I still don’t quite understand what you mean by “signature” being a “country name”, but I added some instructions of what not to translate.

Modifying Python code I already had open, the new messages should be understandable:

import openai; client = openai.OpenAI()
system = """
You are Translate Pro, a backend processor that automatically translates written language to desired destination language, maintaining all other formatting.

// Required output format is only valid JSON, with these key:value pairs

original_language_justification: Explain AI analysis of input used to discover the predominant original language
original_language: Name of the input language (Chinese, Spanish, ...)
original_language_iso_code: ISO 639-1 two-letter abbreviation of detected input language (zh, es, ...)
output_language_translation: text and code with original language parts translated into English

// Translation notes

- do not translate code elements such as HTML tags
- do not translate or rewrite proper names or names of countries

""".strip()

user_template = f"Translate to {{language}}:\n\n---\n\n{{input}}"

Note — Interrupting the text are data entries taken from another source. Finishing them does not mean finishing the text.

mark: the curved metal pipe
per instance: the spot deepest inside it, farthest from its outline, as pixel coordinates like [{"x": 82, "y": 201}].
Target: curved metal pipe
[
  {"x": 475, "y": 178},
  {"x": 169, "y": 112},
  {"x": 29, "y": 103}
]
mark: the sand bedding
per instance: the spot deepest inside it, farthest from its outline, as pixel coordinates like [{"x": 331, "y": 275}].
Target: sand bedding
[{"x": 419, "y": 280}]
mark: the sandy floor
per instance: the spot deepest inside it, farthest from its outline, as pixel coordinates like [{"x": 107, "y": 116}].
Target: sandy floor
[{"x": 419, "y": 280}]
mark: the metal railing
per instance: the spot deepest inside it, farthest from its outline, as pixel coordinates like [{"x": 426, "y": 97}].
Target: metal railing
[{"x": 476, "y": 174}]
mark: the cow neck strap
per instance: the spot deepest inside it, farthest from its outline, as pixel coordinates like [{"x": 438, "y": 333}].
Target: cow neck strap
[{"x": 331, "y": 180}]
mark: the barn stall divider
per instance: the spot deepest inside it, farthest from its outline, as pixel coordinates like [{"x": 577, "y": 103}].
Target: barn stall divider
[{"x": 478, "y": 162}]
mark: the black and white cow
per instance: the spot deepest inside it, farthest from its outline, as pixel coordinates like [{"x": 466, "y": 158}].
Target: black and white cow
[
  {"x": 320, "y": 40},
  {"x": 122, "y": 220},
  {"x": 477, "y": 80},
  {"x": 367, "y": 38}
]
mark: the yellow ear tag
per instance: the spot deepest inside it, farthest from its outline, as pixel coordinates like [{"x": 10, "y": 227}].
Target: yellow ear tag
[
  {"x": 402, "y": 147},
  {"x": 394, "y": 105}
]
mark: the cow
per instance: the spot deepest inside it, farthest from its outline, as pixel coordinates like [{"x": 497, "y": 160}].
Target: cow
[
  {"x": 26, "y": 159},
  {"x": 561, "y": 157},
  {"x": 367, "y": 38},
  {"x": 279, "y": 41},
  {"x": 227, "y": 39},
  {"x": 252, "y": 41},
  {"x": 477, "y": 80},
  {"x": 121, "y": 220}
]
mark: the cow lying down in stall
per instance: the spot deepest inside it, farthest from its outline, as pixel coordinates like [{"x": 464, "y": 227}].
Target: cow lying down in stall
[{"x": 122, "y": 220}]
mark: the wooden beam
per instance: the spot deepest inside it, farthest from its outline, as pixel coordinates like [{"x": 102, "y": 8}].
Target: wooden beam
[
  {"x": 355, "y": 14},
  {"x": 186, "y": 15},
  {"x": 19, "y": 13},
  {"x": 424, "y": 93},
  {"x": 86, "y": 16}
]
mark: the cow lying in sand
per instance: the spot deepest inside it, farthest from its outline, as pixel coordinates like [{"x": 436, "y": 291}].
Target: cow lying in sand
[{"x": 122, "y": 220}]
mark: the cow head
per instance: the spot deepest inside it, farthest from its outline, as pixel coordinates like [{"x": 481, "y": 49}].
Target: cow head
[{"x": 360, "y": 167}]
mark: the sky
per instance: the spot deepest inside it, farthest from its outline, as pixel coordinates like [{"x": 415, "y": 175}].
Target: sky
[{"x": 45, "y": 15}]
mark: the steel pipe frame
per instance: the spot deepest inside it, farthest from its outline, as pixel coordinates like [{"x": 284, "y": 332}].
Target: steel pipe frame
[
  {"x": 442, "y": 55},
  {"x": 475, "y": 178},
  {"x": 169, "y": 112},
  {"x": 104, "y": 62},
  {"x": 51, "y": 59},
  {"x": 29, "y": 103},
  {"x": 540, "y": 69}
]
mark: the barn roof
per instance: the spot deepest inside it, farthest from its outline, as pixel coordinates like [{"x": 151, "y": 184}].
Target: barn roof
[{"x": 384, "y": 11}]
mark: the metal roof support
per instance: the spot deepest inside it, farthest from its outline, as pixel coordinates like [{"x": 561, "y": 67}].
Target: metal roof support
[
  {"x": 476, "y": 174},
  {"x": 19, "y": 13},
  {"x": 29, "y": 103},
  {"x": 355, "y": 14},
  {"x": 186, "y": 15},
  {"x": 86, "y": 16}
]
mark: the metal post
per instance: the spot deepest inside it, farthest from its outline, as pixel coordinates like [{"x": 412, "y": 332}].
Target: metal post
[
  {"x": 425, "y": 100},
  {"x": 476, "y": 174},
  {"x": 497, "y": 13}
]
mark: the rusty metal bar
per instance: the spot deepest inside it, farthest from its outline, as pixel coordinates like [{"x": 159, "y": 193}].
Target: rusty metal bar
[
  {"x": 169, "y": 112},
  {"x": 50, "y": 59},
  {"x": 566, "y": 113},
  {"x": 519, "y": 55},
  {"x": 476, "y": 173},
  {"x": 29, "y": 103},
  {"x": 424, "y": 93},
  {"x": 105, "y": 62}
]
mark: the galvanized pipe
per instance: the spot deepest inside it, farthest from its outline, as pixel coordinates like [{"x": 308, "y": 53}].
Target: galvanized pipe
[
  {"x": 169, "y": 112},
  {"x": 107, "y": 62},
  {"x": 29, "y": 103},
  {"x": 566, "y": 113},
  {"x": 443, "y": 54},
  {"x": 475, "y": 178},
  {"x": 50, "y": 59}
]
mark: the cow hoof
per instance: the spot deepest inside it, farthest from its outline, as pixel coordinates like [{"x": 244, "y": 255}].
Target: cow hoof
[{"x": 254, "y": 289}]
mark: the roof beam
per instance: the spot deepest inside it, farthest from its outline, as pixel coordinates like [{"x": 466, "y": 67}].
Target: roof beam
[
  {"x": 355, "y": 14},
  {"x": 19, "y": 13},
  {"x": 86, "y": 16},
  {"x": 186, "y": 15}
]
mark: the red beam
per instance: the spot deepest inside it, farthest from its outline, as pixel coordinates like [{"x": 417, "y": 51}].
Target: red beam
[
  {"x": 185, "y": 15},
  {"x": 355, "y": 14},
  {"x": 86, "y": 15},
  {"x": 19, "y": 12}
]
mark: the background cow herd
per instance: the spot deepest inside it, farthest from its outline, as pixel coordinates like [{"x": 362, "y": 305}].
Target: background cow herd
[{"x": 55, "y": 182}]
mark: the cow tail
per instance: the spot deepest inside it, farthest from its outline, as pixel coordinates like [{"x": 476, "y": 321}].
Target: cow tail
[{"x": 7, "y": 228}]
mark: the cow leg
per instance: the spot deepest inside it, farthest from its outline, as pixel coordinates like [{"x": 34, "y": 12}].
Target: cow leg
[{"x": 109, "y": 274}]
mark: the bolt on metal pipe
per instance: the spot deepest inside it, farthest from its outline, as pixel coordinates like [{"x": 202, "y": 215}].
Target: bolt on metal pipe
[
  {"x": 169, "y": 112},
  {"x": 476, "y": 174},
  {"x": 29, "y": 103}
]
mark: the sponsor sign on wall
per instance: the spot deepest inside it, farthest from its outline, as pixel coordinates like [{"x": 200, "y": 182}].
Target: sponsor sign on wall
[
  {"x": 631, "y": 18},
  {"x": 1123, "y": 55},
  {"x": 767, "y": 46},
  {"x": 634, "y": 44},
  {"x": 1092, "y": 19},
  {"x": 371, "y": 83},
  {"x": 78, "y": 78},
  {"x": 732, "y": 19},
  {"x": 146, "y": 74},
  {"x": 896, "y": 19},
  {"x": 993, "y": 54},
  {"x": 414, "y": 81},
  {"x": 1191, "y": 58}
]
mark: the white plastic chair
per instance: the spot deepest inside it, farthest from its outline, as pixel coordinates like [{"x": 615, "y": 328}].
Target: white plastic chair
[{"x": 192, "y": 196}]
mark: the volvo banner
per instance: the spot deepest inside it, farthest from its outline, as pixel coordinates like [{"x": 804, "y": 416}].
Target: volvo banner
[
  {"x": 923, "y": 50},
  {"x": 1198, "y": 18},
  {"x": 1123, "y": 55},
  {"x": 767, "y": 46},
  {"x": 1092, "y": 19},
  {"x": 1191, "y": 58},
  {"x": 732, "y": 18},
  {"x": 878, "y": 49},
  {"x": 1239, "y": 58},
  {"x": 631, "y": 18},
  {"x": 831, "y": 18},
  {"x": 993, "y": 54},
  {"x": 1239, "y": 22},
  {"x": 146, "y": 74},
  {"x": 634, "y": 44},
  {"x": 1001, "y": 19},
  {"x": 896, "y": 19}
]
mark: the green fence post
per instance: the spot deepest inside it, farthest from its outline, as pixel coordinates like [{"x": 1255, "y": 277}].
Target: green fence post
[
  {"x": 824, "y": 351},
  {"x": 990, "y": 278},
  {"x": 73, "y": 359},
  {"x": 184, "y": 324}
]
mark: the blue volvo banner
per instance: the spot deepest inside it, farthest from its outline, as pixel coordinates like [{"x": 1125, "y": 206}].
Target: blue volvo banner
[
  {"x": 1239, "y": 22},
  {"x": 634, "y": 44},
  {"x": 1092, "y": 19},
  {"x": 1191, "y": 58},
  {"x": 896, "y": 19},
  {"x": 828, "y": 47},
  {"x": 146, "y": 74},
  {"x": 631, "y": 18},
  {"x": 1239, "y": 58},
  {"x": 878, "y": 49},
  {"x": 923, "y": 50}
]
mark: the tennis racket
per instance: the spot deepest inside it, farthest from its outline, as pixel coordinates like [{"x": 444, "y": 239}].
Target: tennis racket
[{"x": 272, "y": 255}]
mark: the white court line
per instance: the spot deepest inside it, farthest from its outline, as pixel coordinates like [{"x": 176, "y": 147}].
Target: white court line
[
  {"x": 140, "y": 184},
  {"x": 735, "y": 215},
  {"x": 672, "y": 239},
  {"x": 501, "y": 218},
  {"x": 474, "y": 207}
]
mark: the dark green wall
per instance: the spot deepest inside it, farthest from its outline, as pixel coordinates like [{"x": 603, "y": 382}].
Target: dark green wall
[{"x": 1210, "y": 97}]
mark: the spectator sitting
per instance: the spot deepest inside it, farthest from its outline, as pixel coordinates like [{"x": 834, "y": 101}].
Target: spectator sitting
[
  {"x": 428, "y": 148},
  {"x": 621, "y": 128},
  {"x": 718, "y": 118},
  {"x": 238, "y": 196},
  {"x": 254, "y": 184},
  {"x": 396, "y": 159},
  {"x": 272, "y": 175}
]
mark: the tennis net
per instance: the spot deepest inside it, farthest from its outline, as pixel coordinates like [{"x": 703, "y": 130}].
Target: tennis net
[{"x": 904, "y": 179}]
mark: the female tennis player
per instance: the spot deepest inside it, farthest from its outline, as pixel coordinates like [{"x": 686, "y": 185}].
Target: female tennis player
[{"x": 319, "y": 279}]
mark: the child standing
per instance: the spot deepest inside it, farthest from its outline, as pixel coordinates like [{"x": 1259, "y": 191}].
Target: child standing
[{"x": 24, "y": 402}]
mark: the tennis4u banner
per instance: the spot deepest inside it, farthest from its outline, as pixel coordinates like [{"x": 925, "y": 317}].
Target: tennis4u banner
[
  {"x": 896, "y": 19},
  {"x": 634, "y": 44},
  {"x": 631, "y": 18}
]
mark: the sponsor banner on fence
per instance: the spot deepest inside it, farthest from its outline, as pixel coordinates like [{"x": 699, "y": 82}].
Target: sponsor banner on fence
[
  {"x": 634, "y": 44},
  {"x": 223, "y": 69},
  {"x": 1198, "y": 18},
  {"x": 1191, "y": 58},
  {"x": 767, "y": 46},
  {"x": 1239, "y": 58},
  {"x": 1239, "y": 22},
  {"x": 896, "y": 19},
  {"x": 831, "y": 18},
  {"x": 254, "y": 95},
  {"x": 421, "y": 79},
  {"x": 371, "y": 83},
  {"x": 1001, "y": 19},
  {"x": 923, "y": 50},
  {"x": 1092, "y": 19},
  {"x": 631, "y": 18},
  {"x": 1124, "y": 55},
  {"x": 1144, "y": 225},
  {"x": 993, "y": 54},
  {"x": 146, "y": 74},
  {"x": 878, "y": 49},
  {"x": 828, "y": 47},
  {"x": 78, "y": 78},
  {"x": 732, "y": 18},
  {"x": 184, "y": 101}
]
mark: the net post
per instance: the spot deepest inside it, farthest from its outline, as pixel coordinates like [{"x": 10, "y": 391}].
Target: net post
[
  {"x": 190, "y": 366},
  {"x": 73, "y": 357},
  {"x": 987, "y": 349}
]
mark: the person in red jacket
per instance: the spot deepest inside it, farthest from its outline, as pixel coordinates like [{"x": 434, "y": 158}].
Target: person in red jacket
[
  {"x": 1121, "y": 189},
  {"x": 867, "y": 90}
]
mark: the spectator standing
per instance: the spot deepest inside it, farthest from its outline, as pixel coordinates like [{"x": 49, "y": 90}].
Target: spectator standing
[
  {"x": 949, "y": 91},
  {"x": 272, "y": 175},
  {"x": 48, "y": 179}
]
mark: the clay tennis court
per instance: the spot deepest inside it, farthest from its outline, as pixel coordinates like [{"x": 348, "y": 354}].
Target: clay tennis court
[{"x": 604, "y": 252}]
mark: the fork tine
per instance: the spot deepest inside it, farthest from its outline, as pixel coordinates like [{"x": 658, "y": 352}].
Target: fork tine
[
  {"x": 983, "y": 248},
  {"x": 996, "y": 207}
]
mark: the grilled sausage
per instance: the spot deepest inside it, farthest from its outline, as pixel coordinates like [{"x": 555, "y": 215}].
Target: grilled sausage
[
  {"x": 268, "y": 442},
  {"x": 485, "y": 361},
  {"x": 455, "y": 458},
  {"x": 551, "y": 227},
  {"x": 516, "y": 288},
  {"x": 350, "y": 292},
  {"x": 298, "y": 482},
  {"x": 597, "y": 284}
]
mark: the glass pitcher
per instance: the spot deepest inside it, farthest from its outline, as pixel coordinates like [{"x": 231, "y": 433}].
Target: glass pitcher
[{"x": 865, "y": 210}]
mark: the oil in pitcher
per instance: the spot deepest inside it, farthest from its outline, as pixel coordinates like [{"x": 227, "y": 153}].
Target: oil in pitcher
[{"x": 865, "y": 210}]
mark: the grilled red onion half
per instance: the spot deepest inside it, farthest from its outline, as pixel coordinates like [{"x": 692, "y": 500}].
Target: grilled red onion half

def translate(in_text, out_lang="English"):
    user = user_template.format(language=out_lang, input=in_text)
    try:
        response = client.chat.completions.create(
            model="gpt-3.5-turbo", max_tokens=500, top_p=0.1,
            messages=[
                {"role": "system", "content": system},
                {"role": "user", "content": user},
                ],
        )
    except Exception as e:
        print(f"Error in OpenAI call: {e}"); raise
    return response.choices[0].message.content

if __name__ == "__main__":
    text = "<div>Finally some <strong>code<\strong> by Jay (_j) that will demonstrate usage</div>"
    output_json = translate(text, "Vietnamese")
    print(output_json)

Scroll down in the code box to also see my example input. The JSON produced:

{
  "original_language_justification": "The input text contains HTML tags and a proper name (Jay (_j)). The AI analysis detects that the original language is English.",
  "original_language": "English",
  "original_language_iso_code": "en",
  "output_language_translation": "<div>Cuối cùng có một <strong>code<\strong> của Jay (_j) sẽ thể hiện cách sử dụng</div>"
}

Hopefully this will perform well on the names you wish to preserve, or the instructions can be easily modified now.